More stuff I read in industry books on production layers: the commercial breeders bred their bodies to be smaller so they were more economical in housing and intake and didn't have lots of bone and muscle to grow before laying and maintain during and after. They weren't measuring feed economy as an inherited trait until fairly recently though so many of these hens must eat far more than chooks that size, even laying daily, should eat because they can't assimilate it as well as many other breeds. Some broiler chicks that were tested for feed economy were eating three chicken's meals and only processing under a third of all they ate.

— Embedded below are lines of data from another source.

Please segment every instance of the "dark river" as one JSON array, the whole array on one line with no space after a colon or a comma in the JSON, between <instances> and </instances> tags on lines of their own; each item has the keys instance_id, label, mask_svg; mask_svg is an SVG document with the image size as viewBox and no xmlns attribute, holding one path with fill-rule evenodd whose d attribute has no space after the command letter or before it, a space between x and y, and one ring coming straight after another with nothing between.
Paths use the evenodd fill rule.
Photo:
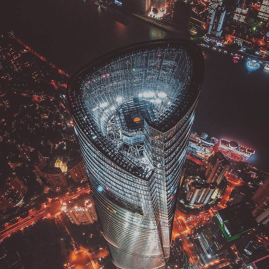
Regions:
<instances>
[{"instance_id":1,"label":"dark river","mask_svg":"<svg viewBox=\"0 0 269 269\"><path fill-rule=\"evenodd\" d=\"M3 2L4 1L3 1ZM149 39L177 37L94 0L7 0L0 27L71 75L96 56ZM193 130L256 151L249 162L269 172L269 71L206 50L204 80Z\"/></svg>"}]
</instances>

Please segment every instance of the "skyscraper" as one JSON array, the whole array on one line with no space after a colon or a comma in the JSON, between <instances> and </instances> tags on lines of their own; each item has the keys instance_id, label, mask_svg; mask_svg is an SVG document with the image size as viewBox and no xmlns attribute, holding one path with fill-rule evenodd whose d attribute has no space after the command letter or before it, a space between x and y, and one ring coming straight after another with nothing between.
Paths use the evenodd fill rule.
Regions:
<instances>
[{"instance_id":1,"label":"skyscraper","mask_svg":"<svg viewBox=\"0 0 269 269\"><path fill-rule=\"evenodd\" d=\"M6 175L0 182L0 210L4 212L8 208L21 205L27 187L15 175Z\"/></svg>"},{"instance_id":2,"label":"skyscraper","mask_svg":"<svg viewBox=\"0 0 269 269\"><path fill-rule=\"evenodd\" d=\"M208 34L218 37L221 35L226 15L225 7L218 7L213 10L211 13Z\"/></svg>"},{"instance_id":3,"label":"skyscraper","mask_svg":"<svg viewBox=\"0 0 269 269\"><path fill-rule=\"evenodd\" d=\"M204 70L196 45L159 40L103 55L69 82L75 132L118 268L165 267Z\"/></svg>"},{"instance_id":4,"label":"skyscraper","mask_svg":"<svg viewBox=\"0 0 269 269\"><path fill-rule=\"evenodd\" d=\"M239 23L245 21L250 4L249 0L238 0L233 17L234 22Z\"/></svg>"},{"instance_id":5,"label":"skyscraper","mask_svg":"<svg viewBox=\"0 0 269 269\"><path fill-rule=\"evenodd\" d=\"M140 12L146 14L150 9L150 0L134 0L134 7Z\"/></svg>"},{"instance_id":6,"label":"skyscraper","mask_svg":"<svg viewBox=\"0 0 269 269\"><path fill-rule=\"evenodd\" d=\"M242 202L219 210L199 232L197 238L210 257L257 224L247 206Z\"/></svg>"},{"instance_id":7,"label":"skyscraper","mask_svg":"<svg viewBox=\"0 0 269 269\"><path fill-rule=\"evenodd\" d=\"M263 1L258 16L264 21L269 20L269 0L263 0Z\"/></svg>"},{"instance_id":8,"label":"skyscraper","mask_svg":"<svg viewBox=\"0 0 269 269\"><path fill-rule=\"evenodd\" d=\"M175 2L173 21L181 26L188 27L190 21L192 6L182 1Z\"/></svg>"},{"instance_id":9,"label":"skyscraper","mask_svg":"<svg viewBox=\"0 0 269 269\"><path fill-rule=\"evenodd\" d=\"M216 9L220 8L222 6L223 0L210 0L208 6L208 19L211 17L213 13Z\"/></svg>"},{"instance_id":10,"label":"skyscraper","mask_svg":"<svg viewBox=\"0 0 269 269\"><path fill-rule=\"evenodd\" d=\"M151 0L151 13L154 17L160 18L166 13L166 0Z\"/></svg>"},{"instance_id":11,"label":"skyscraper","mask_svg":"<svg viewBox=\"0 0 269 269\"><path fill-rule=\"evenodd\" d=\"M211 198L217 186L215 182L201 183L194 181L192 182L187 193L187 201L197 207L206 204Z\"/></svg>"},{"instance_id":12,"label":"skyscraper","mask_svg":"<svg viewBox=\"0 0 269 269\"><path fill-rule=\"evenodd\" d=\"M42 169L42 176L45 178L50 186L64 188L67 186L65 176L60 167L47 166Z\"/></svg>"},{"instance_id":13,"label":"skyscraper","mask_svg":"<svg viewBox=\"0 0 269 269\"><path fill-rule=\"evenodd\" d=\"M257 204L262 203L269 196L269 178L266 179L263 185L254 193L252 199Z\"/></svg>"},{"instance_id":14,"label":"skyscraper","mask_svg":"<svg viewBox=\"0 0 269 269\"><path fill-rule=\"evenodd\" d=\"M67 167L72 179L76 183L87 178L83 161L81 158L69 162Z\"/></svg>"},{"instance_id":15,"label":"skyscraper","mask_svg":"<svg viewBox=\"0 0 269 269\"><path fill-rule=\"evenodd\" d=\"M257 207L252 212L258 223L265 224L269 221L269 178L256 191L252 198Z\"/></svg>"},{"instance_id":16,"label":"skyscraper","mask_svg":"<svg viewBox=\"0 0 269 269\"><path fill-rule=\"evenodd\" d=\"M223 178L230 163L220 151L211 156L207 162L208 166L205 174L207 182L216 182L218 185Z\"/></svg>"}]
</instances>

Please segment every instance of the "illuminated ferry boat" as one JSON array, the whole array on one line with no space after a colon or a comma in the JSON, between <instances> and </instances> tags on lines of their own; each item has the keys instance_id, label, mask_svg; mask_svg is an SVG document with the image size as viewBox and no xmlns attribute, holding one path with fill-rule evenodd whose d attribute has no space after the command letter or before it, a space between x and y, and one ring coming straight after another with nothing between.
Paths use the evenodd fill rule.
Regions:
<instances>
[{"instance_id":1,"label":"illuminated ferry boat","mask_svg":"<svg viewBox=\"0 0 269 269\"><path fill-rule=\"evenodd\" d=\"M261 66L261 65L256 60L249 61L247 63L247 64L250 67L255 68L259 68Z\"/></svg>"},{"instance_id":2,"label":"illuminated ferry boat","mask_svg":"<svg viewBox=\"0 0 269 269\"><path fill-rule=\"evenodd\" d=\"M267 63L264 66L264 70L267 70L269 71L269 63Z\"/></svg>"}]
</instances>

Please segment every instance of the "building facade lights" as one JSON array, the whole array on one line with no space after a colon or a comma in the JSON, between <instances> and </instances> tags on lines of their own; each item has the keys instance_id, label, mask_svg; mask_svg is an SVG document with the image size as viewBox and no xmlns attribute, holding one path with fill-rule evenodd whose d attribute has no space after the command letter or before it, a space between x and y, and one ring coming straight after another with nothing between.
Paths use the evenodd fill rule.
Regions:
<instances>
[{"instance_id":1,"label":"building facade lights","mask_svg":"<svg viewBox=\"0 0 269 269\"><path fill-rule=\"evenodd\" d=\"M76 133L118 268L165 268L204 68L202 54L190 41L160 40L107 54L69 81ZM116 109L93 111L104 103Z\"/></svg>"}]
</instances>

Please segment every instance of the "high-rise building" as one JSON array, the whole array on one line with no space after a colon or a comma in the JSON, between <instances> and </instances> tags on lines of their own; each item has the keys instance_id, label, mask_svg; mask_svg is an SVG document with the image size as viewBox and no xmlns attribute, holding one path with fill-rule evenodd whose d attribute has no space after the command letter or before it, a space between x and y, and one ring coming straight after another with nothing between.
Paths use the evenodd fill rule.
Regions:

Not to knock any who keep some birds only for eggs and others only for breeding, either. I know a lot of layers do have great lives compared to plenty of other chooks. My focus is more on an old style family flock, as some people have called it. All-purpose, sort of. I'm breeding for every quality in every bird rather than isolating them for isolated or mutually-divergent-if-overemphasized traits, even though a jack of all trades is a master of none. I don't want semi-crippled perpetually immature blobs who can't go free ranging and enjoy life, on one end of the scale, nor on the other hand do I want a constantly protein-needy egg-laying tube on legs who will be worth nothing more when her short period of service is over. If there's any one trait I want them to be masters of it's hardiness or 'rude' health, lol.
I want them to serve my needs and those of my family but also enjoy their lives and produce steadily good offspring, some of which will continue breeding. Any member of my flock starts off as an egg with a fair amount of equal potential; it has the potential to become a pet or meat or a breeder or layer, or all four, (lol) and I eat my breeder's eggs too when I'm not breeding them as I need to know what qualities they're passing onto the eggs. I also eat my ex breeders. They need to have good health, good flesh, good eggs, good social/flock mentalities, and last and least good looking feather pigmentation is nice. As they (used to) say, no good cow is a bad color.